Figure 6. Voltage imaging in mouse cortex L1 using Voltron.

Cells expressed Voltron and were imaged via wide-field epifluorescence.

(A) Top: image of the field of view. The cells are labeled at the centroid of their footprints. Bottom: extracted single-cell traces. Insets shown in (C) are marked in red and black.

(B) Background components from SGPMD-NMF. The two components that explained the most variance in the movie are included, with each component’s spatial profile above the corresponding temporal trace.

(C) Inset of eight single-cell traces over a window of approximately 3 s.

(D) Average over pixels in cell 6 in the denoised movie (mean ROI), SGPMD-NMF reconstructed signal movie (SGPMD-NMF), reconstructed background movie (background), and residual movie (residual).
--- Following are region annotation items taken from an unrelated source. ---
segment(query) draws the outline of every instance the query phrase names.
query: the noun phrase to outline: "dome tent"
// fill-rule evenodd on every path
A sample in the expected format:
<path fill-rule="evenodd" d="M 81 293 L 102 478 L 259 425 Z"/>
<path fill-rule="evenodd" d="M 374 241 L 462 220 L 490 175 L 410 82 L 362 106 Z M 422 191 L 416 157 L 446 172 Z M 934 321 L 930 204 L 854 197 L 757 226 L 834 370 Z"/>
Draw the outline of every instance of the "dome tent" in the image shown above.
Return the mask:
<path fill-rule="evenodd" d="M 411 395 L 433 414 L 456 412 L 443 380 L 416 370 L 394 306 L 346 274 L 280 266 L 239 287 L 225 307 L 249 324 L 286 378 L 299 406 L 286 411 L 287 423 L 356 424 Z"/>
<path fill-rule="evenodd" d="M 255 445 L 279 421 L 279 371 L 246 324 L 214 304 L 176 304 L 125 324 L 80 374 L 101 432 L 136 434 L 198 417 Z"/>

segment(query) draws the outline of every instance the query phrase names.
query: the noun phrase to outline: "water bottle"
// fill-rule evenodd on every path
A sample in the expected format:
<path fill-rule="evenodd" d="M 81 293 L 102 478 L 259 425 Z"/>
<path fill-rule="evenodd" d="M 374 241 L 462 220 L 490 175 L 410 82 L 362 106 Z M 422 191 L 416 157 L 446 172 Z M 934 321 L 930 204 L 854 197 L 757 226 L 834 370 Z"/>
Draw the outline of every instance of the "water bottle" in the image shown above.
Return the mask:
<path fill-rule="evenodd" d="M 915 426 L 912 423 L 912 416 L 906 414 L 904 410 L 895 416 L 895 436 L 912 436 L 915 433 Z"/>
(E) Scatterplot of the relative variance of each cell background versus signal. Anticorrelation between relative variance of background and signal results because together, background and signal account for >99% of the total variance. If background and signal were uncorrelated, they would fall along the line x + y = 1. Deviations below the line x + y = 1 indicate positive correlation between signal and background.

(F) Top: SD image of the reconstructed sum of background and residual. Magenta masks indicate 14 manually selected bright spots, or missed cells. Bottom: mean ROI (on denoised movie) of the 14 missed cells. These traces showed little or no spiking activity.

(G) Skewness of temporally high-pass-filtered mean ROI traces (on denoised movie) of the 14 missed cells and 59 detected cells. Skewness provides a measure of spiking activity relative to baseline noise. Error bars show mean ± SEM. The missed cells displayed substantially less spiking activity compared with the detected cells.